New or used, it’s more expensive

Inflation for the purchase of vehicles in the country exceeds 8% over a year. The culprits are the effects of the pandemic, the shortage of semiconductor chips and the increase in the cost of production facilities.

On the used market The newspaper reported a price increase of 25% last May. The upward trend continues: up 1.5% from May to June according to Statistics Canada.

New home prices follow the same curve: up 1.6% from May to June.

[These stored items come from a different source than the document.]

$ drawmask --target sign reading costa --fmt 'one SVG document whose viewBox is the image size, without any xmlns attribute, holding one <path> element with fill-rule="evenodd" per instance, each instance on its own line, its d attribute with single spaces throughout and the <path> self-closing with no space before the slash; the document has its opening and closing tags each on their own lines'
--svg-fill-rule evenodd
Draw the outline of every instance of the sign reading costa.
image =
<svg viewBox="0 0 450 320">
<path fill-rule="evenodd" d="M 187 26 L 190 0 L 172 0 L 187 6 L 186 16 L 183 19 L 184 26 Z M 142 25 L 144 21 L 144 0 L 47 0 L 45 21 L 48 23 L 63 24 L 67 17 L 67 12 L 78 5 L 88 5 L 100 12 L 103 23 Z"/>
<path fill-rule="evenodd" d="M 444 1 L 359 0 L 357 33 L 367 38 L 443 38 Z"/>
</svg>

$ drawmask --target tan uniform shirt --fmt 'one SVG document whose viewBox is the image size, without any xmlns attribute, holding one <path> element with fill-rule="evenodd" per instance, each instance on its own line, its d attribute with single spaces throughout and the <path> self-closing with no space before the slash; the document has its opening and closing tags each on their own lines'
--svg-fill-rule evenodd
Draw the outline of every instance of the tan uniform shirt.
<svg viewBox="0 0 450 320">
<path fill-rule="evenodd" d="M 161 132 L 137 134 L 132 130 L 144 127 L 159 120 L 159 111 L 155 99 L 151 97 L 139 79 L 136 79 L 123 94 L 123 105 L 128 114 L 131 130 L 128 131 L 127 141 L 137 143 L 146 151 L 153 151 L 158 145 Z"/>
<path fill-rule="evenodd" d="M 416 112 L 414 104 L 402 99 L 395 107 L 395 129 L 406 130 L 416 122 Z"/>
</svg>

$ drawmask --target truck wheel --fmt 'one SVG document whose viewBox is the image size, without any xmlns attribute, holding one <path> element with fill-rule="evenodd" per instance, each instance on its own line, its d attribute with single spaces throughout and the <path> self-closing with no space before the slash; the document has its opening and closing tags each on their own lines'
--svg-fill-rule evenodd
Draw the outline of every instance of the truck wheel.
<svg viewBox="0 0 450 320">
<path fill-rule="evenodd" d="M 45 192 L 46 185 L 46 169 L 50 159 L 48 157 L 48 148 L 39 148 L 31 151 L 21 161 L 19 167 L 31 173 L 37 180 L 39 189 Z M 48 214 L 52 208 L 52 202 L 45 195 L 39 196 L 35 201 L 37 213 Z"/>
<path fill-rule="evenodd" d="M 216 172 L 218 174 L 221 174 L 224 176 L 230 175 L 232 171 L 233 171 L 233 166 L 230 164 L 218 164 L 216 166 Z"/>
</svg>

Struggling for mechanics drives up maintenance costs


Fuel Carpooling

With 6.1% inflation already on the rise in June, we expect prices for auto parts, maintenance and repairs to continue to rise.

According to George Iny, director of the Association for the Protection of Motorists, the hourly rate for a mechanic at a dealership is currently “$125 and up,” a rate that’s expected to continue rising as young skilled mechanics are short-lived. the calling.

“It’s a real struggle to get mechanics,” he says Alain Blondeau (photo), owner of the Sonic garage in Saint-Lambert. The contractor is sometimes required to offer $8 to $10 more to recruit workers. He states that he has had to increase his prices: +30% for tyres, +20% for filters and oil and a price increase of 10-20% for changing brakes.

The end of the grace period for insurance?

After a significant increase in auto insurance premiums since 2015, the decline in claims frequency during the pandemic is causing prices to stabilize in 2022. The latest data from the Groupement des Assurances Automobiles shows an average premium of $775 in 2021. However, the case continues : Insurance costs could soon rise to follow increases in repairing damaged vehicles.